L’Union Taurine Biterroise, le plus ancien, le plus connu et le plus riche de tous les clubs taurins biterrois est en pleine tourmente.
On s’y dispute férocement le pouvoir. Pourquoi ?
Qu’est-ce donc qu’un club taurin et quel rôle joue-t-il ?
Détrompez-vous : ce n’est pas une association d’amoureux du toreo. D’après le chroniqueur taurin Pierre Albert Blain, les aficionados de verdad, sincèrement épris de tauromachie, ne sont pas plus de cinq mille dans toute la France. Ils sont donc très minoritaires même dans les clubs taurins. Nombreux en revanche dans ces clubs sont les hommes d’affaires, les politiciens, les journalistes et les snobs.
Les snobs, à qui les media répètent que les boucheries charcuteries des corridas sont hautement artistiques et culturelles, croient que pour appartenir à la « bonne » société, il faut fréquenter les soirées, les cocktails, les dîners, les nuits de gala et autres réunions mondaines des clubs taurins.
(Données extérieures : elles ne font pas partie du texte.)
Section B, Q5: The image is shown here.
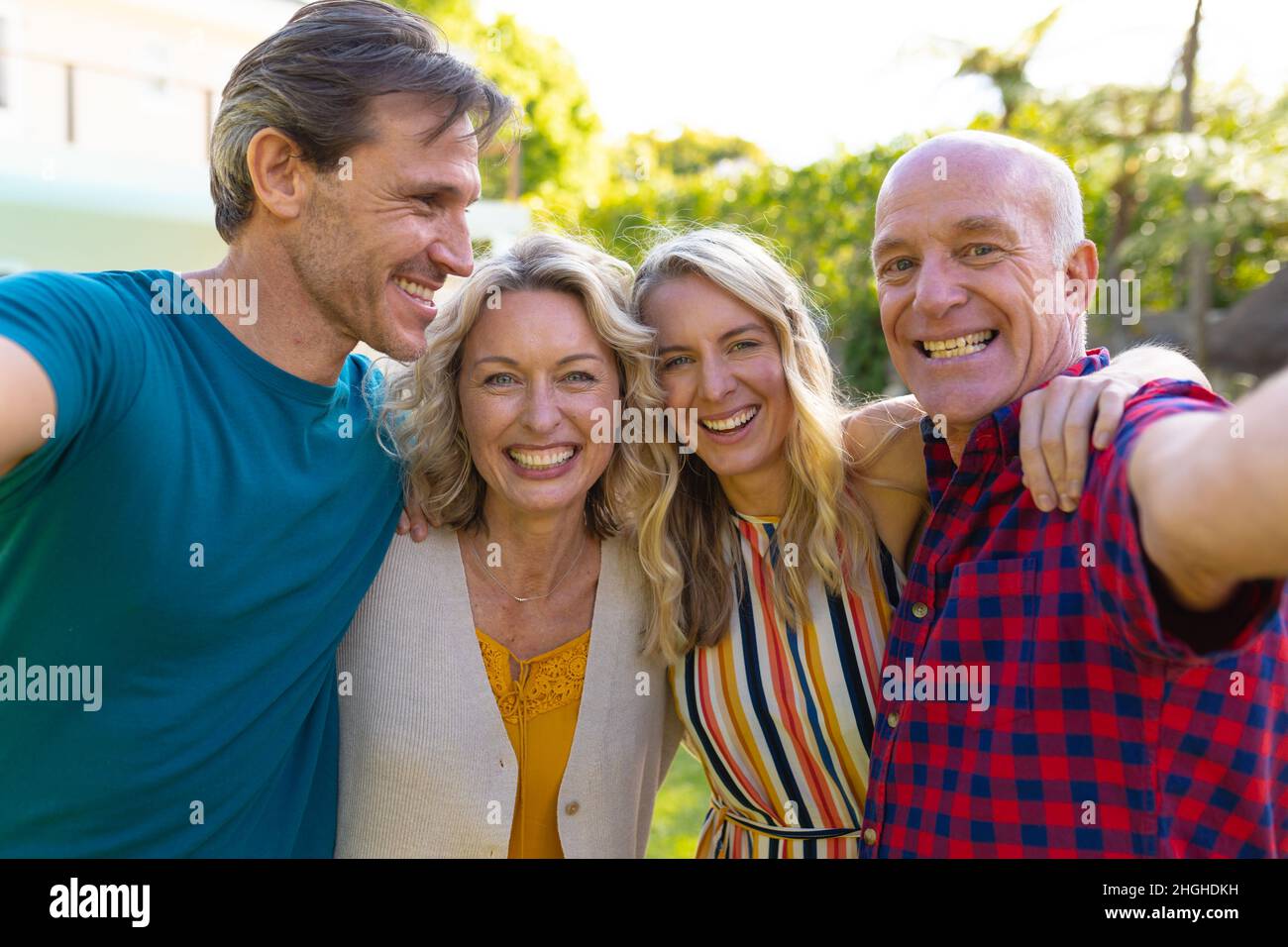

Pour les politiciens, les journalistes et les affairistes, les clubs taurins sont des lieux de rencontre où on peut facilement se faire d’utiles et nombreuses relations et pratiquer le trafic d’influence. Mais les trafics des uns se heurtent vite aux prés carrés des autres. D’où les conflits de pouvoir qui déchirent ces réseaux et y provoquent des scissions.
L’impopularité croissante de la corrida incite les notables les plus lucides à prendre leurs distances avec le milieu taurin. Il y a quelques années, les vedettes de la politique et du show business, qui s’affichaient naguère si complaisamment, pour faire leur pub, au premier rang des arènes ou dans le callejon, ont brusquement déserté les corridas. Frappé de cette désertion si soudaine, le Midi libre lui a consacré un article intitulé « Que sont les people devenus ? ». Au même moment, les commerçants du centre ville biterrois, sentant eux aussi le vent tourner, ont cessé de décorer leurs vitrines, à l’approche de la feria, avec des muletas, des banderilles et autres objets taurins. Même les politiciens ont commencé à retourner leur veste. On trouve aujourd’hui des parlementaires qui s’affichent anticorrida même dans le Gard !! C’était impensable il y a dix ans. On attend en frétillant de curiosité le moment où le député de Béziers Elie Aboud jugera prudent de changer de camp et de faire amende honorable, suivi longtemps après par le sénateur maire Raymond Couderc, dont la colonne vertébrale est notoirement moins souple.
Le succès favorise l’union. En revanche, quand le bateau coule, les dissensions explosent, chacun accusant l’autre d’avoir mal tenu le gouvernail. Les clubs taurins sont condamnés à la montée des dissensions et des scissions.